Le progrès des techniques est-il bénéfique ou nuisible à l'homme, le rend-t-il plus autonomes ou plus esclave ? Est-ce que ces progrès peuvent modifier nos conceptions morales ? Apporte-t-il des progrès dans d'autres domaines que le sien comme le domaine moral ou politique ? Les progrès techniques nuisent-ils à la nature ? 1) La technique modifie-t-elle nos conceptions morales ? Selon Hans Jonas dans le Principe La technique a transformé en profondeur l'essence de l'agir humain.

La technique a considérablement augmentée la portée de l'agir humain.

La portée causale déborde tout ce que l'on a connu autrefois.

La promesse technique s'est transformée en menace, ce que l'homme pourra faire à l'avenir n'a pas d'équivalence par le passé.

Elle a fait apparaître de nouveaux devoirs.

L'éthique antique est inopérante à l'heure de la technique.

Aujourd'hui, les conséquences de certains actes ne seront visibles que dans quelques centaines d'années.

L'exemple de la pollution, de la surexploitation des ressources forestières, des pêches abusives, de la disparition des déchets nucléaires) .Aussi tous nos pronostics à long terme sont incertains.

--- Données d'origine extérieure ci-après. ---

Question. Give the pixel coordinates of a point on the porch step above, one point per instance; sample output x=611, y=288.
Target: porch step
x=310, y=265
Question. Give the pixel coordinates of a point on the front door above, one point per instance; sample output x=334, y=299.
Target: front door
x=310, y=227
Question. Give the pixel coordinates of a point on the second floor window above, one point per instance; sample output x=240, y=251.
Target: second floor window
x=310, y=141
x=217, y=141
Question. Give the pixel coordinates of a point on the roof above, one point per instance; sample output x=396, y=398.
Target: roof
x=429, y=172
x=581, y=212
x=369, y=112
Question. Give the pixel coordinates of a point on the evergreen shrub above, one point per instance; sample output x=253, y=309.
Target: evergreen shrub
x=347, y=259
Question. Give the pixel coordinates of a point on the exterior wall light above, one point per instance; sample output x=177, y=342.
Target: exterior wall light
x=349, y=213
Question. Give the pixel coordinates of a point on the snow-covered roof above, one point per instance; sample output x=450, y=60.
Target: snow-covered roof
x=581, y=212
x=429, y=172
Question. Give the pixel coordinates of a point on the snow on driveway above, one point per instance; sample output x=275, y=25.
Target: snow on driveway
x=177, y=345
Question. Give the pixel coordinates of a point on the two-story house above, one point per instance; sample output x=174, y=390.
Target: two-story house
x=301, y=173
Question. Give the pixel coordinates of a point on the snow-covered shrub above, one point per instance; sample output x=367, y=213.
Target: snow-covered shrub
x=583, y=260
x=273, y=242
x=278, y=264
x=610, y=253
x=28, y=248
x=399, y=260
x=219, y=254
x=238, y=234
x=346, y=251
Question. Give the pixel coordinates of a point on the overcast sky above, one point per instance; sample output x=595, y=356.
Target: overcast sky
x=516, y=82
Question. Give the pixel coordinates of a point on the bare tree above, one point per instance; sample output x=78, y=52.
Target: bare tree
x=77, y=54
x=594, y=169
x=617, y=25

Le principe responsabilité voudra donc que l'on favorise les hypothèses pessimistes au profit des hypothèses optimistes.

Le mal est toujours certain.

Le principe responsabilité dit « Agis de telle façon que les effets de ton action soient compatible avec la permanence d'une vie authentiquement humaine sur terre.

» Il s'agit d'un droit à l'existence d'une vie pas encore actuelle.

Ce principe est programmatique, il vise quelque chose qui ne s'est pas encore produit.

L'homme s'est vu remettre une essence, il en est responsable.

Il n' y a donc pas d'échappatoire à notre responsabilité face au développement technique.

Il faut donc une préscience, une anticipation.

Il faut une métaphysique que n'a pas encore la science.

Le principe responsabilité pressent l'impossible, il veut le limiter.

Il doit aller au devant des abus.

Tous les possibles demeurent une fois que l'action s'est produite.

Il faut que les conséquences des actions soient voulues. Il faut pour cela que des principes soient voulus pour que les conséquences soient voulues.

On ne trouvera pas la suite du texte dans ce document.